Estivadores querem paralisar três semanas a partir de 30 de maio, em solidariedade com a greve dos seus congéneres espanhóis.

A ameaça de greve regressou ao porto de Lisboa, mas desta vez deverá abranger também os portos de Setúbal, Sines, Figueira da Foz, Leixões, Caniçal (Madeira) e Praia da Vitória (Açores), caso o pré-aviso seja concretizado em paralisação real.

O pré-aviso de greve do SEAL – Sindicato dos Estivadores e da Atividade Logística, a que o Jornal Económico teve acesso, incide entre as oito horas do próximo dia 30 de maio e as oito horas de 19 de junho, um total de três semanas completas.

A razão invocada pelo SEAL para a realização desta greve é um ato de solidariedade à greve que os estivadores espanhóis declararam para o mesmo período nos portos espanhóis.

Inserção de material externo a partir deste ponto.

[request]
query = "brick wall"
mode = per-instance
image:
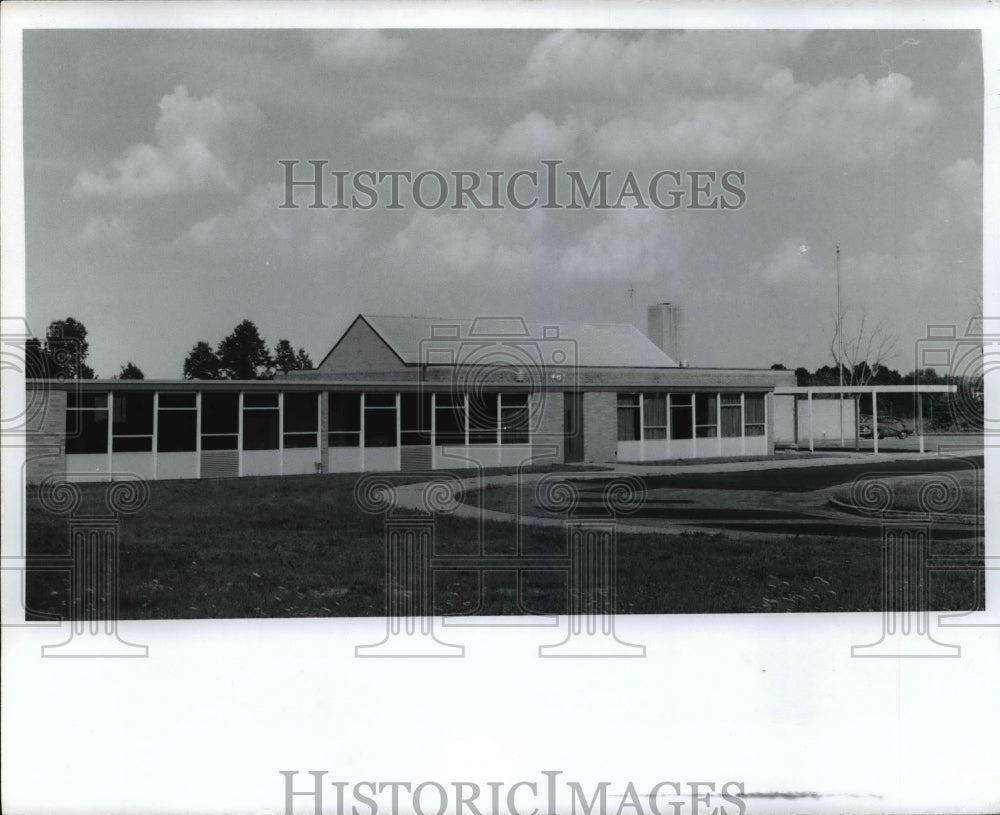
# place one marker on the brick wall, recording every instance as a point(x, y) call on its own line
point(548, 430)
point(45, 434)
point(600, 426)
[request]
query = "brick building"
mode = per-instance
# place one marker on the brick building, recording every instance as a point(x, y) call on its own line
point(412, 393)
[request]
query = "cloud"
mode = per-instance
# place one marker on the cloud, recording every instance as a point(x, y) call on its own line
point(111, 230)
point(537, 136)
point(258, 225)
point(790, 262)
point(193, 142)
point(396, 124)
point(720, 96)
point(630, 244)
point(355, 47)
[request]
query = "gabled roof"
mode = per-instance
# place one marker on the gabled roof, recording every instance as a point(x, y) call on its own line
point(430, 340)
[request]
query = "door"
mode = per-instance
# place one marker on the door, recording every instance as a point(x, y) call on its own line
point(573, 426)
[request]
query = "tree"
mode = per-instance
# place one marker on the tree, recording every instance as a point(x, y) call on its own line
point(131, 371)
point(202, 363)
point(244, 355)
point(860, 348)
point(286, 359)
point(63, 354)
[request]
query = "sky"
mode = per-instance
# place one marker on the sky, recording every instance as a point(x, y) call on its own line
point(153, 185)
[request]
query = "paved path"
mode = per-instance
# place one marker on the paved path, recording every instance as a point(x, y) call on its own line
point(813, 503)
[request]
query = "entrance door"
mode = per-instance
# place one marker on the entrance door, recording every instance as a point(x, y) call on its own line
point(573, 425)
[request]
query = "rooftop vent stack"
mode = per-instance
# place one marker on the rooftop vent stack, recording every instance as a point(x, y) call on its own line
point(664, 328)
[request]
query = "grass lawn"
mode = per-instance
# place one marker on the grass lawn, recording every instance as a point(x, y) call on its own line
point(299, 547)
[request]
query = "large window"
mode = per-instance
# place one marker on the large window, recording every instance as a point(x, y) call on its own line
point(449, 418)
point(484, 418)
point(132, 422)
point(731, 415)
point(681, 415)
point(380, 420)
point(220, 421)
point(654, 416)
point(415, 418)
point(177, 423)
point(344, 426)
point(628, 417)
point(260, 421)
point(706, 420)
point(514, 418)
point(300, 419)
point(754, 423)
point(87, 423)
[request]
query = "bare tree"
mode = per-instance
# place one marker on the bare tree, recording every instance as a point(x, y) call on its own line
point(860, 347)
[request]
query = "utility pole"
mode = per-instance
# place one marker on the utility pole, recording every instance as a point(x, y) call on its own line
point(840, 348)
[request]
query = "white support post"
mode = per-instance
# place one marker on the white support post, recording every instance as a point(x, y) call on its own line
point(875, 420)
point(812, 448)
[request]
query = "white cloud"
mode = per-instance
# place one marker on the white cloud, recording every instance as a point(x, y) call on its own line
point(537, 136)
point(693, 96)
point(111, 230)
point(396, 124)
point(790, 262)
point(258, 225)
point(193, 141)
point(354, 47)
point(629, 244)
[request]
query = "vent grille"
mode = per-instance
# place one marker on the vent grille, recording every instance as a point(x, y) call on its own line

Esta atitude foi já hoje alvo de um comunicado da Agepor – Associação dos Agentes de Navegação de Portugal, em que “lamenta e repudia” o referido pré-aviso de greve.

“O desagrado da Agepor é tanto maior quando durante as greves que assolaram o porto de Lisboa ninguém viu ser tomada posição equivalente pelos estivadores espanhóis. Ao invés, a Agepor lembra que os portos espanhóis beneficiaram dos navios desviados de Portugal”, critica o referido comunicado.

No entanto, a Agepor tem expetativas de que “o pré-aviso de greve do SEAL não se materialize em greve efetiva”, mas lamenta que estas decisões passem “o sinal errado para o exterior, que em nada abonam a confiança num novo clima de paz laboral duradoura nos portos portugueses”.

Recorde-se que ainda na edição de hoje do suplemento do Jornal Económico, “Especial Transportes e Logística”, Rui Raposo, presidente da CPL – Comunidade Portuária de Lisboa, dizia, em entrevista, que o porto de Lisboa “está no caminho da recuperação”, mas alertava: “é vital que nada, mas mesmo nada, possa vir a prejudicar a imagem do porto de Lisboa nos tempos mais próximos”.

Segundo o Jornal Económico apurou junto de diversas fontes do setor, se o pré-aviso de greve se mantiver, será pouco provável que a paralisação tenha expressão nos portos de Sines e de Leixões, os dois mais importantes de Portugal.